Cuando él ponía sus pies desnudos encima de la mesa baja del saloncito, le entraba la risa a ella.
¡Relajaros!, - les decía-.
Como si sus pies entendieran, y se acurrucaba junto a él, cubierta con una mantita.
¡Que pies más raros tienes!
El dejaba que ella continuara riéndose de ellos, sin importarle, en realidad la razón de esa forma con ese defecto le venia de muy lejos, claro que él la recordaba sin que ella se diera cuenta.
Con el mismo temor de todas las mañanas subía por los peldaños fríos del esqueleto metálico, con osadía, esa que dan los veintipocos aparejada a la inconsciencia.Trepaba por el andamiaje, con desparpajo, a pesar de los continuos vaivenes que se producían en la débil estructura con su ascenso, intentando dejar el miedo en el suelo firme.
Dicen que así se combate el miedo, enfrentándolo a la valentía.

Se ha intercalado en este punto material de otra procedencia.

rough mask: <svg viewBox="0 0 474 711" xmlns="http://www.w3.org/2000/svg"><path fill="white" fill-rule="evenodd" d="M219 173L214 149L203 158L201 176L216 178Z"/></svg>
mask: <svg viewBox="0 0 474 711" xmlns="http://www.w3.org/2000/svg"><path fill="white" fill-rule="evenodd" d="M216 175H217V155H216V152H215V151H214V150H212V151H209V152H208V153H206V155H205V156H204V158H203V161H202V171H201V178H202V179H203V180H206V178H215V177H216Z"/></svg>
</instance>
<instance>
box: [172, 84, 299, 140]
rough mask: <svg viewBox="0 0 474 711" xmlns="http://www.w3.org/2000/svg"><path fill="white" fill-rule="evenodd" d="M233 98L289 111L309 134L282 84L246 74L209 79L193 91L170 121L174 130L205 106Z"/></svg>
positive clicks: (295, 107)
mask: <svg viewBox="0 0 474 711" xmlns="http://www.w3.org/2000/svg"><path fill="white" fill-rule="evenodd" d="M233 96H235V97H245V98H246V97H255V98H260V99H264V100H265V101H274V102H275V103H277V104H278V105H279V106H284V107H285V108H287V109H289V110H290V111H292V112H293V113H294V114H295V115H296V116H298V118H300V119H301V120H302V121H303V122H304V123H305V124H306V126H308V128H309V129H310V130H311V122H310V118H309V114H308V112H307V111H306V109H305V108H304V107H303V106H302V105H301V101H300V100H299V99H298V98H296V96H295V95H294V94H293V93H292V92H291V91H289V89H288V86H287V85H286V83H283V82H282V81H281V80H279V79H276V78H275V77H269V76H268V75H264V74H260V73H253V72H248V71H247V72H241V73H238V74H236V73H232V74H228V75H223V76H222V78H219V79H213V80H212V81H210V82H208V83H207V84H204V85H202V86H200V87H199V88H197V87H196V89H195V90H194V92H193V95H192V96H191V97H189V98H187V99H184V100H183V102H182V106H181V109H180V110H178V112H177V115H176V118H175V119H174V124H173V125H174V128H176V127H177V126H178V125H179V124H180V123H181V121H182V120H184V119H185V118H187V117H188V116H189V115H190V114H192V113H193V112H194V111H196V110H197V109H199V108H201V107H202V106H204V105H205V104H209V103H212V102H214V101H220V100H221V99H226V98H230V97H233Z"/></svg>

El lo dejaba al lado del señor Eustaquio, peón de toda la vida, viudo por más señas y ya mayor, que lo miraba, aleccionandole:
-cuando llegues arriba, dobla los dedos de los pies, ¡como un gorrión!, -entiendes- y se ajustaba la boina.
- ¡Los gorriones no se caen!, sentenciaba.
Cuando llegaba a lo mas alto del andamio, se asomaba para verle y doblaba los dedos a través de los patucos ya deformes, como le había dicho, como aferrándose con ellos a un hilo imaginario, mientras pisaba el tablón, un espacio de apenas veinte centímetros de madera aún resbaladiza por la helada de la noche invernal.
En ese momento el señor Eustaquio chiscaba un cigarro y llenaba los cubos de cemento, los enganchaba a la soga y vociferaba: ¡tira! y el los subía con esfuerzo haciendo malabares en el tablón, que cimbreaba con el peso.
A medida que la gruesa pared para jugar a la pelota fue ganando altura sus temores crecían, no por la distancia que lo separaba del suelo, sino por la precariedad que lo alejaba de él.
Una mañana, cuando ya estaban a punto de concluir la pared en forma de ele y a una altura de doce metros, un compañero retiro una de las tijeras que sujetaban el armazón, por error y por precario del contratista que no puso más medios para la obra, como se puso de manifiesto en el juicio posterior al accidente, y este se derrumbo como un castillo de naipes.
Solo escucho un estrépito de hierros, tablones y ladrillos que caían hacia un lado y hacia abajo.
Eustaquio le grito: ¡sujetate, chaval! -mientras se llevaba las manos a la cabeza en un gesto de impotencia-.
¿Donde?, si todo se venia abajo.
El se quedo encima del tablón, de pies y sus dedos como garras sujetos al borde de la tabla.
¡Como los gorriones!
Todo se desmorono como fichas de domino, entre chirridos y golpes secos, en apenas unos segundos.
El aterrizo en el suelo, pegado al tablón, sobre una cresta de escombros, sin un rasguño.
Aquel día olvido el miedo a las alturas, en realidad quedo debajo de los escombros, lo extravió por un error y por un precario empresarial, como le gustaba recordarlo.
El, tiraba de la manta y se los cubría.
Sabes, -le decía, poniendo cara de recordar, " un día en la profundidad del invierno, finalmente aprendí que dentro de mí yace un verano invencible".
Los dedos de los pies, bueno, ¡esos aún siguen con el susto!.